Read El misterioso Sr Brown Online
Authors: Agatha Christie
—Creo que un caballero ruso.
—¿Viene muy a menudo?
—De vez en cuando. ¿Por qué quieres saberlo?
—Me preguntaba si corteja a la señora, eso es todo. —explicó la joven y añadió con aire ofendido—: Pronto te picas, ¿eh?
—Es que estoy de mal humor. No sé si el soufflé habrá salido bien.
Tú sabes algo, pensó Tuppence y en voz alta dijo:
—¿He de servirlo ahora?
Mientras servía la mesa, Tuppence escuchó atentamente todo lo que se hablaba allí. Recordaba que aquel era uno de los hombres que Tommy se disponía a seguir cuando lo vio por última vez. Aunque no quería reconocerlo, ya empezaba a estar intranquila por su compañero. ¿Dónde estaba? ¿Por qué no había sabido nada de él? Había dejado dispuesto, antes de salir del Ritz, que todas las cartas o recados le fueran enviados enseguida por un mensajero especial a una librería cercana donde Albert tenía que acudir con frecuencia. Cierto que se había separado de su amigo el día anterior por la mañana y era absurdo preocuparse por él.

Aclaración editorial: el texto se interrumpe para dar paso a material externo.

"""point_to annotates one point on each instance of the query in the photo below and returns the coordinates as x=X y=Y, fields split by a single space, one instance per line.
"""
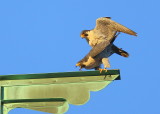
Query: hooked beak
x=82 y=35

No obstante, era extraño que no hubiera dicho nada todavía.
Sin embargo, por mucho que escuchara, la conversación no iba a proporcionarle ninguna pista. Boris y la señora Vandemeyer hablaban de temas intrascendentes: comedias que habían visto, nuevos bailes y los últimos chismes sociales. Después de la cena pasaron al salón donde la señora Vandemeyer, reclinada en el diván, estaba más diabólicamente bonita que nunca. Tuppence les llevó el café y los licores, y tuvo que retirarse de mala gana. Al hacerlo oyó que Boris decía:
—Es nueva, ¿verdad?
—Ha entrado hoy. La otra era una arpía. Ésta me parece una buena chica. Sirve bien.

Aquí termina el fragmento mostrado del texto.